En général, le temps chez J. B. prend plusieurs allures : il s’immobilise par manque de brise ou gonfle le sable ; il est signe de voltige et d’essaimage ; il nous dépasse, va trop vite, cogne et finalement s’achève dans la mort. Du moins d’apparence.

Faut-t-il, de ce fait, rappeler que la mort constitue l’un des thèmes principaux chantés par J. B. ?
A l’écouter, on soupçonne une certaine familiarité, une certaine proximité avec la mort.
Est-ce dû à l’annonce prématurée qui lui a été faite ou à cette force intrinsèque de se sentir libre, dégagé de toute contrainte énigmatique, allant son bon bout de chemin, allégé et confiant ?
Angoissé ? Certes. Mais d’une angoisse propre au désarroi du créateur et qui fait surface à la moindre urgence de vouloir se surpasser. 
Cependant, «  le dernier repas » et « le moribond » peuvent être considérés comme les chansons-clés du thème de la mort. C’est une sorte de testament où J. B. rappelle, parfois avec ironie, parfois avec amertume, ses dernières volontés.
Après, la mort pointe par-ci, interroge par-là, se fait accompagner et raccompagne.

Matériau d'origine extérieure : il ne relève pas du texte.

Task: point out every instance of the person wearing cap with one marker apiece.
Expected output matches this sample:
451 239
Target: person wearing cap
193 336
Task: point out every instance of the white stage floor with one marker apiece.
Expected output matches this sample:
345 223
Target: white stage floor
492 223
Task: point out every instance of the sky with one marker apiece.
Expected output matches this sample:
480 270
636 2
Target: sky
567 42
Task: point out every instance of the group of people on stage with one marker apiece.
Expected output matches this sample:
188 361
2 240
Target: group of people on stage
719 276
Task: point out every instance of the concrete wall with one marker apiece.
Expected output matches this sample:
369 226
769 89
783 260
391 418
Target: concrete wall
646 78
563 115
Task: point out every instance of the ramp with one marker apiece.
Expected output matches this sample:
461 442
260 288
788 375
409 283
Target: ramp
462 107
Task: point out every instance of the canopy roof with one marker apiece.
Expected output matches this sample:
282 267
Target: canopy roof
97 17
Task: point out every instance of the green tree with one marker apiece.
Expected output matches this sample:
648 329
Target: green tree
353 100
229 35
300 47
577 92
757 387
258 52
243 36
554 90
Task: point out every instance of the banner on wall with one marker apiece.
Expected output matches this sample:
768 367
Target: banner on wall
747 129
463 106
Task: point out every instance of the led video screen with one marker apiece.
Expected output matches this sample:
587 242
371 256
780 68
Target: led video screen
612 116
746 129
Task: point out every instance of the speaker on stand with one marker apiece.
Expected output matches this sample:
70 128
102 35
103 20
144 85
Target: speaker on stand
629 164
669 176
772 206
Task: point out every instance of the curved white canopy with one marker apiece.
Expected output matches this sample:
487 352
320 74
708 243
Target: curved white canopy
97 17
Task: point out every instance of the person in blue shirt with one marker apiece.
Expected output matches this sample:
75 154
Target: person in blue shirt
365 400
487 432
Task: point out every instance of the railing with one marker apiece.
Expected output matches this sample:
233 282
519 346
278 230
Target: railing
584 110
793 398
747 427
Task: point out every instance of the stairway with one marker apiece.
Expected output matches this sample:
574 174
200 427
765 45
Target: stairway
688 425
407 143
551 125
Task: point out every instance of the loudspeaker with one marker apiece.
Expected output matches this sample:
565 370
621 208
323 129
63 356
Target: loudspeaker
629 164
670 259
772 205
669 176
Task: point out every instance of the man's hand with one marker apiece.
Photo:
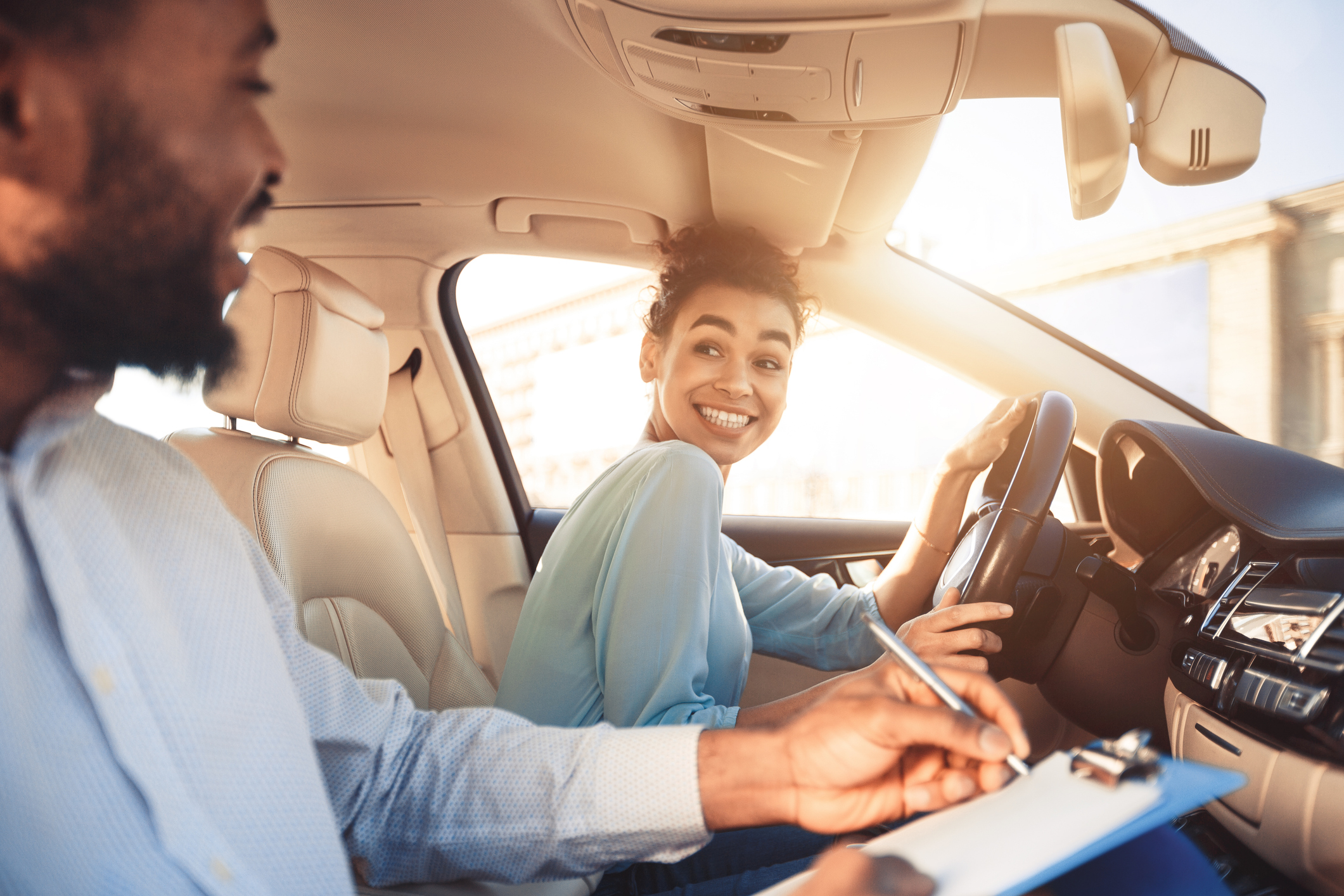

                                Mais qu’y a-t-il derrière la porte
                                 Et qui m’attend déjà
                                 Ange ou Démon, qu’importe
                                 Au devant de la porte, il y a toi

Car « mourir, cela n’est rien. Mais vieillir… » Etirer le temps à travers la souffrance physique et se laisser dévorer par la dégradation de tout un système. Et n’avoir que le chant du cygne comme consolation.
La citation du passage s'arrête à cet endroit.